BUFFY LIVE (Possible Spoilers in extended entry)

From the opening moments of tonight’s episode, with Andrew making like Allistair Cook (or, for those of you of more recent vintage, Allistair Cookie), I thought, “Espsenson. Gotta be written by Jane Espenson. This has got her style all over it.” Sure enough. One of BTVS’s most consistent and imaginative writers comes through again. Solid B+ Entry.

BUSH/SADDAM DEBATE?

No way. Here’s far preferable ways to handle it:

1) Bush and Saddam each have to write six issues of a comic book, and whichever one outsells the other is declared the winner.

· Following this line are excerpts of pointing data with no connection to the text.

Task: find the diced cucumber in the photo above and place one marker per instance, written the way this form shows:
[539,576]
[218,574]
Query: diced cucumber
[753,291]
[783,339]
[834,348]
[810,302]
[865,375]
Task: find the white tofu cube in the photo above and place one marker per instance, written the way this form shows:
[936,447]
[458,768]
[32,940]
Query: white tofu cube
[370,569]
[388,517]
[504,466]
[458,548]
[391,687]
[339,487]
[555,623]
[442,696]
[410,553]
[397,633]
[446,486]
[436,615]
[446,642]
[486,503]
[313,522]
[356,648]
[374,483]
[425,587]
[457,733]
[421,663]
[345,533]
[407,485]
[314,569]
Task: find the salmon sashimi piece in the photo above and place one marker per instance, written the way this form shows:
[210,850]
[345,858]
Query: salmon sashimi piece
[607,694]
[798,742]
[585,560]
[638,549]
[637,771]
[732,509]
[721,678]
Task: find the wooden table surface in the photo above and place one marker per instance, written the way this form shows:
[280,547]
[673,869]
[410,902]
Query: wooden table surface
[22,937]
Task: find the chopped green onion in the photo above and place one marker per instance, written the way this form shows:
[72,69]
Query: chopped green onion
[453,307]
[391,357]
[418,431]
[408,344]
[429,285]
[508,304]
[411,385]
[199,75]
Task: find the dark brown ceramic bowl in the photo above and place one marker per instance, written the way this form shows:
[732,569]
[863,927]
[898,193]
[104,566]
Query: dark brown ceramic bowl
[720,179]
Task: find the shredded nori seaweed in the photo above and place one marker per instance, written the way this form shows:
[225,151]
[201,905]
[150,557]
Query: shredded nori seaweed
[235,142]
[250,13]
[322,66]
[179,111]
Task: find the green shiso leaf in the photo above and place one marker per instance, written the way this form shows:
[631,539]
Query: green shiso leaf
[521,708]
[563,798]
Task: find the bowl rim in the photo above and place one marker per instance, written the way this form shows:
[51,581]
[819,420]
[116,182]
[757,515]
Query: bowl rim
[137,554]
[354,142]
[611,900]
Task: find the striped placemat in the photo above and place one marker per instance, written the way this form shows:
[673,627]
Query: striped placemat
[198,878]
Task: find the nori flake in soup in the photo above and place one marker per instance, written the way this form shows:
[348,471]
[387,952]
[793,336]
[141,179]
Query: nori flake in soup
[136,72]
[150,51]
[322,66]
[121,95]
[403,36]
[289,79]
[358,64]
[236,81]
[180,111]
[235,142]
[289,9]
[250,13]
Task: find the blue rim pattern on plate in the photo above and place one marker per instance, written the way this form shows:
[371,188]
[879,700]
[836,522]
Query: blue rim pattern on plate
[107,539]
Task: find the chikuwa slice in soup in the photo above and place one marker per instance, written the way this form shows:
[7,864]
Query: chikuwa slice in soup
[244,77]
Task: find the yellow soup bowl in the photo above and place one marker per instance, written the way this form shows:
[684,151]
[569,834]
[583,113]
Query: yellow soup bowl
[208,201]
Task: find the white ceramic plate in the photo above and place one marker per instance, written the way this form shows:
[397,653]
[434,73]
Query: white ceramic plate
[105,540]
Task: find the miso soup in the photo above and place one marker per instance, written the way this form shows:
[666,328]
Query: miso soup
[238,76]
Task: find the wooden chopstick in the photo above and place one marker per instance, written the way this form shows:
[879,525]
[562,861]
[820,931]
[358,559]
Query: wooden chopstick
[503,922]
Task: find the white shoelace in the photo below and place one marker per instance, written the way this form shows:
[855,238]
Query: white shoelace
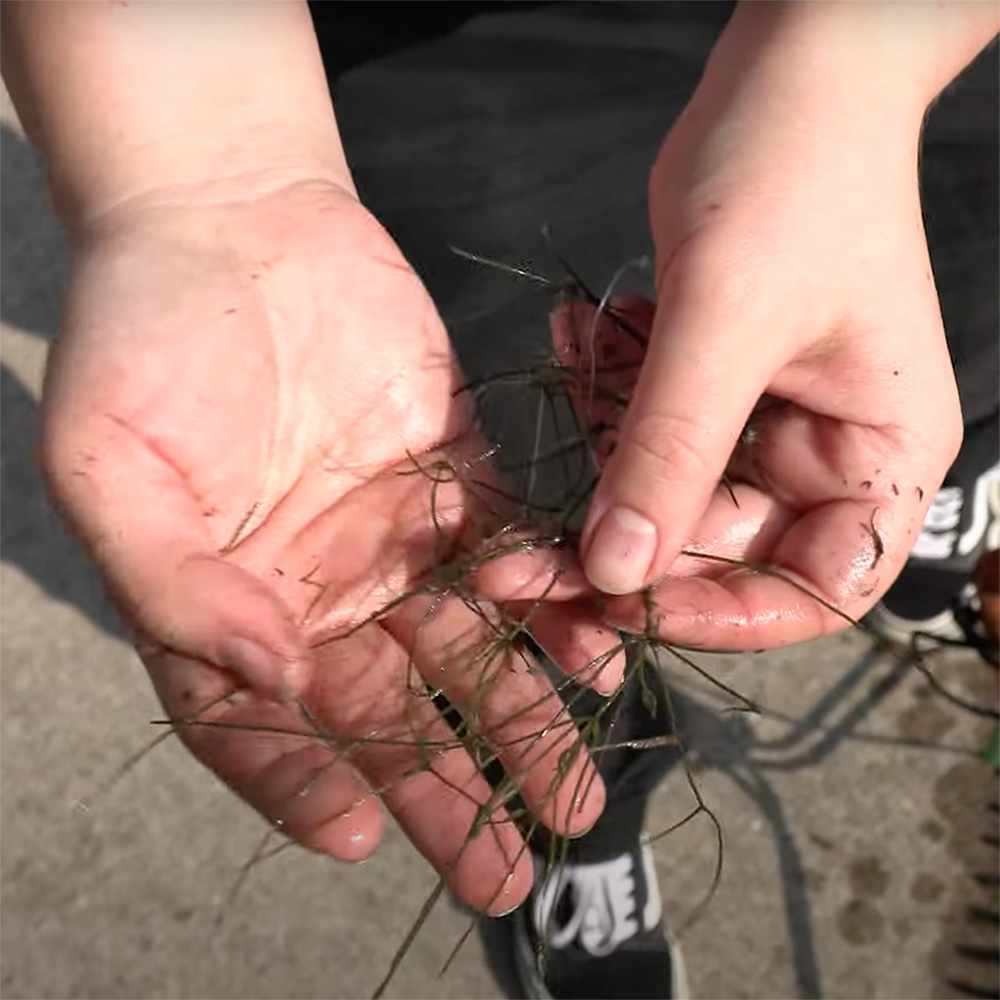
[605,909]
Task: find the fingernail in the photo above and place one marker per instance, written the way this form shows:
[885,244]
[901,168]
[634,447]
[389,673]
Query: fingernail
[621,552]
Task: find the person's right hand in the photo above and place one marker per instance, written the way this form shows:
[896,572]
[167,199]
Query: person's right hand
[796,300]
[234,414]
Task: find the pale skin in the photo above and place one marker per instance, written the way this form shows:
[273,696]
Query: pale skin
[246,362]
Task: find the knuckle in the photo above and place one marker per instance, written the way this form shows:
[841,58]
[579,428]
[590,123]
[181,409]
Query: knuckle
[677,446]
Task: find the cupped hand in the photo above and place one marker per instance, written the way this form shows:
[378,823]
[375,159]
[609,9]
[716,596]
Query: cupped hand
[796,347]
[250,420]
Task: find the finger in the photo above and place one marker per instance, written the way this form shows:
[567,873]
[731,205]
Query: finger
[366,691]
[829,567]
[270,756]
[507,701]
[603,352]
[572,636]
[693,396]
[146,532]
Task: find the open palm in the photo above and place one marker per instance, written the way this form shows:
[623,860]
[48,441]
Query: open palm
[250,420]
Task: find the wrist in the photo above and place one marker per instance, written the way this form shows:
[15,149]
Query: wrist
[875,65]
[129,100]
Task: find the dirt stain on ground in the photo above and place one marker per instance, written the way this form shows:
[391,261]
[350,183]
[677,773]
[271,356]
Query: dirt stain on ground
[926,888]
[859,922]
[868,876]
[927,721]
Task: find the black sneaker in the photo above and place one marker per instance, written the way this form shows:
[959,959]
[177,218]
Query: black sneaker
[933,596]
[596,931]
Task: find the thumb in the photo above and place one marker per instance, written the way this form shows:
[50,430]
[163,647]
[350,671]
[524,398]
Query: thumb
[149,536]
[695,392]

2) A footrace around the world.

3) Dunk tanks.

4) They go head to head on “Wheel of Fortune.” Substitute the “Bankrupt” slot with a “Disarm” slot.

5) Do a debate, but instead of sending in Bush, Saddam has to debate Martin Sheen.

6) Screw this inspection crap and just send in Batman.

PAD

TONG LASHING

Working hard to finish up the latest SIR APROPOS, “TONG LASHING,” by a week from Monday. Why? Because that’s when Kathleen goes back to work, I become full-time daddy-with-baby, and I’d rather have the novel wrapped by that point than have to deal with both a three month old and a tight deadline.

Working up names of characters for Apropos’ adventures in the far off land of Chinpan (since I couldn’t make up my mind whether to send him to China or Japan.) Possible character names include Binzo Long, Itso Esi, Kan Du, Arata Ruk, Kuichi Ku, and Go Nogo.